Aboard Providence is the long-awaited answer to the series that began with The Land Uncharted in 2014, this talented author’s debut. Keith has begun to show me that not all DIY efforts are the same. In that story arc, the time is the near future, and a military pilot crashes on the proverbial lost island. Ultimately a romance, the pilot is part of a story meant to explore human nature and ultimately survival in a parallel commentary of a seemingly innocent world and a world about to self-destruct. Aboard Providence is the prequel journey of how The Land Uncharted came to be settled.

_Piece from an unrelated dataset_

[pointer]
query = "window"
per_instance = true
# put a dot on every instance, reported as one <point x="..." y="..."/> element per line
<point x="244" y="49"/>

Keith always had a good sense of story and has continued to grow. My only commentary is that she has a tendency to introduce characters and situations that could add zest and conflict, yet drops them in favor of a less complicated plot, allowing situation, or internal turmoil, to take precedent over external conflicts. For example, intriguing interplay between the young adults aboard the ship could have been fleshed out. Her main characters, however, are well developed, handle their struggles in a realistic manner, and stay with the reader.


Told in multiple viewpoints between the two sweet and highly motivated main characters, the pace is swift and skillfully shows time passing on board a ship without the situation becoming dull. If this is your first taste of this compelling series, you’ll want to read the other books, a mixture of Swiss Family Robinson and O Pioneers.